I am both chastened and enlightened and will be taking up his offer.
I thought that this was a good moment to put my current views forward:
The whole area of media out-takes is now much more confusing than it was. I am not convinced that print or radio or TV can be evaluated in isolation. And I am very wary of output being substituted for outcome which I feel is a great danger.
There is a place for viewing print specifically but as part of a relationship using many channels.
I think we have to be clear what we mean by evaluation and offer:
“It has application in the formative analysis for setting strategy, objectives and planning; it confirms best application of resource; it aids control of the strategic and tactical public relations programme; it is a continuous and integral part of the total PR programme to inform the practitioner as to whether PR activity is optimised for success and it has application in the final review of efficacy.”
The issue we face is, in a disintermediating world, can we identify the the drivers of organisations and the influences and influencers affecting them. At that point we may be able to usefully identify the channels that affect relationships and the content that makes them affective. Such thinking follows on from a paper I presented last year and which is published this month. This would suggest that in a multi cultural and multi media world we have to deal with evaluation of individual channels and the combined effect of all channels. Print, radio and TV being three individual channels. Print will always have a place. But how long it remains a primary channel is open to question.
The evolution of media is making the whole area most interesting.
As I have commented before: Muti-tasking is growing fast. The number of touchpoint for the Big Brother programme now combines a primary touch of TV, iTV, Web and SMS with secondary touch of newspapers, magazines, land and cellular telephony, email, discussion lists/Blogs and interpersonal communication.
The feature of this form of communication is that there are three types of consumer inter-reactions.

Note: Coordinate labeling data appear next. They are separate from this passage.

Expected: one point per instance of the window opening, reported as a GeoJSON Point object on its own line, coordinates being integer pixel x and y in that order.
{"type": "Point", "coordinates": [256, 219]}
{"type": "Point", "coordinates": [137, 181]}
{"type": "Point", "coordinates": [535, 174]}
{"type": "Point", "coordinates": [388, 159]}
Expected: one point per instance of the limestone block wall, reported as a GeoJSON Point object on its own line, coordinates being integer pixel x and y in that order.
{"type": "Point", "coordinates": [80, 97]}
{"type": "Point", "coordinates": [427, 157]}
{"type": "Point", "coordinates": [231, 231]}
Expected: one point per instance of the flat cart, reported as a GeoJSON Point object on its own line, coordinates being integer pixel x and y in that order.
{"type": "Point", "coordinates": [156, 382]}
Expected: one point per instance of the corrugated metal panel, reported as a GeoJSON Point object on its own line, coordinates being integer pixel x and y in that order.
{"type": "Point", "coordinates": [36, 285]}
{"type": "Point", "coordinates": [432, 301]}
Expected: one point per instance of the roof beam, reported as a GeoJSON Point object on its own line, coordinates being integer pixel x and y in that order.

These are: a primary touchpoint (TV); plus secondary (iTV, Web and SMS) and tertiary (newspapers, magazines, land and cellular telephony, email, discussion lists, Blogs, Wiki's events, posters and interpersonal communication). Any of these channels can be primary, secondary or tertiary and in any combination for different forms of communication. The most successful PR and marketing programmes will use this breadth of contact points and each offers a different experience.
To make this even more interesting, we now need to research inter-media responses (e.g. print to blog etc) to see what can be developed by way of interpretive behaviour evaluation. Some of the early findings look promising and others not. I note that marketers are suggesting that blogs provide consumer intelligence and I now know that this is far from proven. It is not as simple as the painting-by-numbers brigade would have us believe but it is beginning to show that some content provokes behaviours showing that some articles are read and absorbed and acted upon.